How Cloud Cost Blindness Impacts Innovation
Imagine someone were to hand you a blank check and send you off to a tailor to design a custom suit for yourself. You would choose the highest-quality fabrics, the most complex details, the fanciest buttons money can buy—right? After all, the sky’s the limit.
Now, what if someone told you after the fact, that the blank check had to cover your entire wardrobe. Worse? The funds in the account it is drawing on are plentiful, but not infinite. You would probably still choose nice fabric, good tailoring, high-quality buttons. But you might not go for the very top of the line, keeping in mind that you’d need the rest of the cash for shirts and socks and shoes, too.

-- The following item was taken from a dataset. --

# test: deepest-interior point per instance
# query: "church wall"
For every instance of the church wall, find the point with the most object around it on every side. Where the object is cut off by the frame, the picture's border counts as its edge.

Similarly, spending wantonly on the cloud means that businesses are often wasting their finite reserves (however large those may be) on areas where they could potentially save money. Cloud cost blindness handicaps teams from making cost-benefit choices that would ultimately serve the business better. Additionally, when DevOps teams are asked to spend their time on retroactive budget sleuthing, it means they can’t be focused on doing their jobs and building great products that people love to use.
Here’s another way to think about it. Every dollar spent on the cloud is a dollar that can’t be spent on people. Talent is what truly drives innovation, and if money is being tied up in unnecessary cloud costs, then it can’t be spent on human resources that could drive innovation forward.
What You Can Do About Cloud Cost Blindness
The good news is this: Cloud cost blindness doesn’t have to be an accepted reality. Instead, focus on gathering the right data at the right time and putting it in the hands of those who make cloud decisions. DevOps teams will happily take cost into account when making engineering and infrastructure decisions if you put the right data in front of them when they need it. They are more than capable of weighing the pros and cons of various choices with cost in mind, as long as you empower them by removing cloud cost blind spots.